Hamblin 19: Why Methodology?

Hamblin 19: Why Methodology? June 27, 2015

In his #11, Jenkins asks:

Why would that [importance of a methodological discussion] be? We are both grown ups, we are both published historians, we know these issues extremely well. I have lived with these issues for forty-plus years, and I am guessing that your track record is similar. We are not trying to run a senior history seminar for undergraduates.

First, Methodology is important because other people are reading this besides you and me.  

Second, it is important because I’ve had this type of debate before, and it usually has devolved into epistemological and methodological impasse.  

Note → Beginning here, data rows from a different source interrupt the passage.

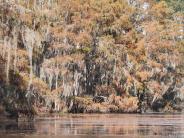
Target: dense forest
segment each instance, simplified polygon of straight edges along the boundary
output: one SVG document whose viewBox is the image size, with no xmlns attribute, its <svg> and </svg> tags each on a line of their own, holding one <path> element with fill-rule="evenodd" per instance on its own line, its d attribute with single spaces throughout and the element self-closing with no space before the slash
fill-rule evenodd
<svg viewBox="0 0 184 138">
<path fill-rule="evenodd" d="M 183 0 L 0 0 L 0 114 L 182 112 Z"/>
</svg>

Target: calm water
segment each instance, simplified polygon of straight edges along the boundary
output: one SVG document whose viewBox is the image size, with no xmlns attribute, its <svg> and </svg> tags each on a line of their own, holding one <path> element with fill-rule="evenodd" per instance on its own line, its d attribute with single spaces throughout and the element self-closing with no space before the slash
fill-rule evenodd
<svg viewBox="0 0 184 138">
<path fill-rule="evenodd" d="M 98 114 L 0 119 L 0 138 L 184 138 L 184 115 Z"/>
</svg>

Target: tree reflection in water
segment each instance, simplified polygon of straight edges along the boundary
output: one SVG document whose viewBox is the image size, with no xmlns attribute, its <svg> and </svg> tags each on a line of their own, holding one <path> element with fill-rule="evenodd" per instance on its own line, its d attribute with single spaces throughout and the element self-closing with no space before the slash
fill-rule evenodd
<svg viewBox="0 0 184 138">
<path fill-rule="evenodd" d="M 64 115 L 35 122 L 1 122 L 0 135 L 184 137 L 182 115 Z M 1 136 L 0 136 L 1 137 Z"/>
</svg>

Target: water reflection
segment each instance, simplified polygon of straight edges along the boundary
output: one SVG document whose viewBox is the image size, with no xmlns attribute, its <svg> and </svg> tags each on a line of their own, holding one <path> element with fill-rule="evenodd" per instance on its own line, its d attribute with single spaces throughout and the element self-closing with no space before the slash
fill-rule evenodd
<svg viewBox="0 0 184 138">
<path fill-rule="evenodd" d="M 184 137 L 183 115 L 65 115 L 37 118 L 35 122 L 0 123 L 1 135 Z M 90 138 L 91 138 L 90 137 Z"/>
</svg>

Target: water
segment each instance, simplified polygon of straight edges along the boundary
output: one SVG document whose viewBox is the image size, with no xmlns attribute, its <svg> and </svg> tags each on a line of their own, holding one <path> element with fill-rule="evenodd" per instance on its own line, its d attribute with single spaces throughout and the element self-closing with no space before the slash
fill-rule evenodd
<svg viewBox="0 0 184 138">
<path fill-rule="evenodd" d="M 0 119 L 0 138 L 184 138 L 184 115 L 87 114 Z"/>
</svg>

Third, because things you have said indicate that we are not on the same page on the methodological questions.  For example, you ask for Nephite pottery.  My answer is that pottery alone–without either art or text–can tell us precisely nothing of the ethnicity, political status, culture, language, or religion of the people who made the pot, or the people who used the pot (which can be two different groups).  Your request for “Nephite pottery” seems extremely naive.  

Fourth, your repeated insistence that there is somehow a parity in quantity and quality between ancient Mesoamerican and the ancient Near Eastern is misinformed (see my #18)

Fifth, your response to the Nahom inscription was methodologically weak.  I’ll probably get to that later, if the discussion has not imploded by then.